Северная война и шведское нашествие на Россию | страница 77



Петр и дальше следит, чтобы ничем не нарушалось "доброе согласие" с астраханцами. "...для бога осторожно поступайте и являйте к ним всякую склонность и ласку, и до которых присланных их дела нет, то их свободно назад к ним отпускайте, а буде которых отпустить за чем невозможно, то изволте их за учтивым присмотром иметь при себе на свободе и казать к ним ласку..." Петр "удивляется", что Шереметев снова спрашивает, что делать с "зачинателями и заводчиками" восстания, т. е. с инициаторами всего дела.
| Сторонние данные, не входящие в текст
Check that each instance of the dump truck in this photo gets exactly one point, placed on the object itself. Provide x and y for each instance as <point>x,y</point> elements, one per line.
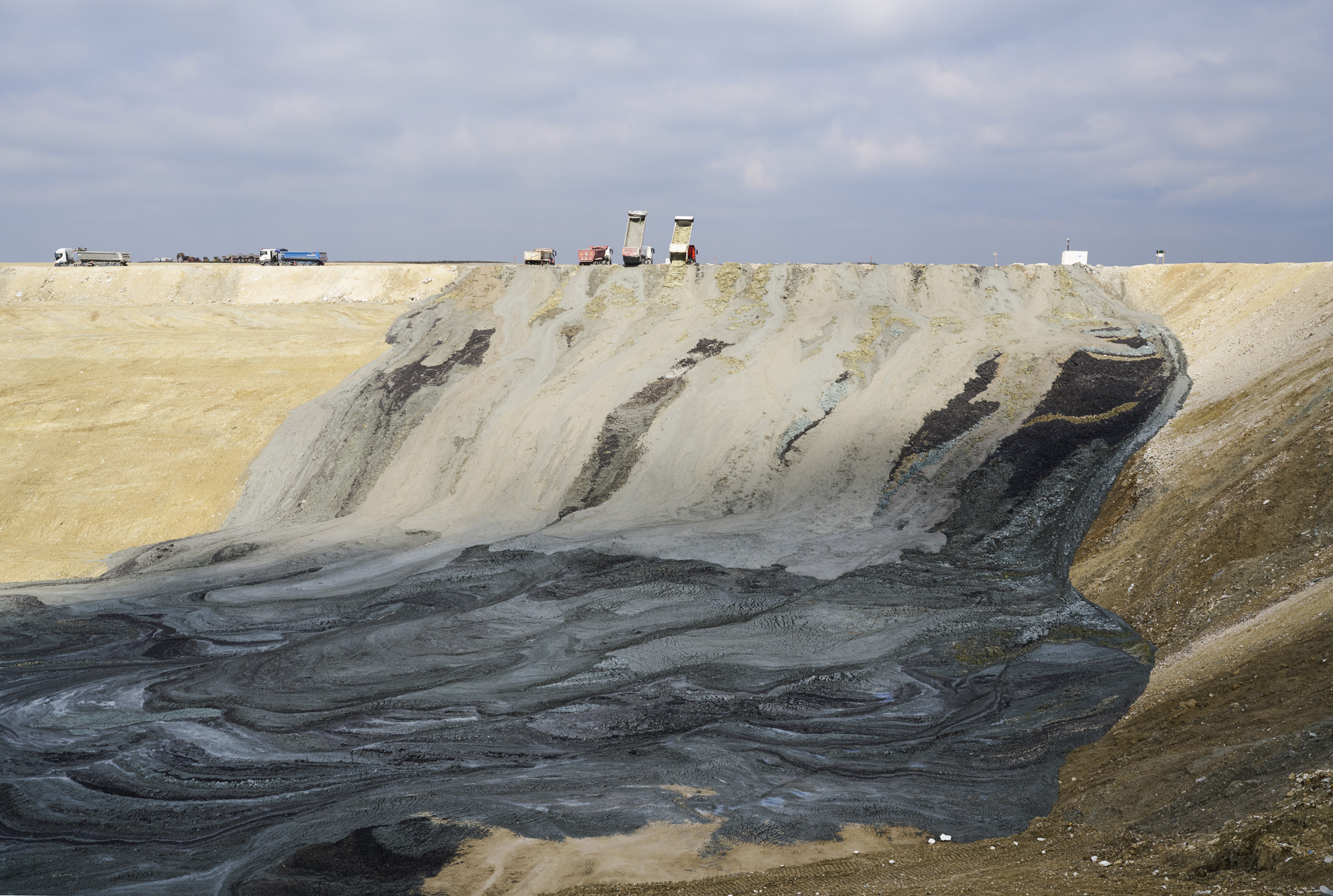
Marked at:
<point>595,255</point>
<point>540,256</point>
<point>83,258</point>
<point>681,250</point>
<point>635,251</point>
<point>286,256</point>
<point>224,259</point>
Царь подтверждает, что и на них тоже распространяется "простительная грамота": "И всеконечно их всех милостию и прощением вин обнадеживать..."{83}

Это замирение, впрочем, продолжалось недолго, и астраханское восстание после краткого перерыва вспыхнуло вновь. Дело дошло до сражения, в котором астраханцы были побеждены, и город окончательно занят царским войском. Но и тут сказалось особое положение, с которым не мог не считаться Петр: одних постигли жестокие кары: "заводчики" были колесованы, 73 человекам - отсечены головы, 212 - повешены, 45 - умерли от пыток; другим, например конным стрельцам, велено было "отдать ружье и выслать их на перемену их братьи в Санктпитербурх, сказав, чтоб за такую милость вины свои заслужили". Точно так же избавились (кроме "заводчиков", которых "за добрым караулом" послали в Москву) от суда и казни все астраханские, черноярские и красноярские служилые люди, которым велено было идти в Смоленск. При этом "про ружье сказать им, астраханцом, что отдано будет им в Смоленску, а ныне для того не отдано, чтоб з дороги не розбежались". И "гулящих людей" "тоже поверстать на службу" и дать им ружья, "ежели ружья будет издоволно". "Протчих" отдать калмыкам за караул или "перекрепя в колоды", из Астрахани вывести в ближайшие московские города{84}.

Так закончилось астраханское восстание.

Заметим, что жестокий розыск, который долго чинил астраханским стрельцам Федор Ромадановский, привел следователей к совершенно твердому убеждению: решительно ничего общего со шведами у астраханского восстания не было, никаких "повелительных к бунту писем" ни от шведов, ни от "иных государств" они не получали. "А стал у них тот бунт за немецкое платье, за бороды и за веру". Допрашиваемые, конечно, говорили только о ближайших поводах, а о глубоких социально-экономических корнях движения их если и спрашивали, то ответов не записывали. Но во всяком случае ясно одно: ни малейших сношений с внешним врагом восставшие не имели{85}.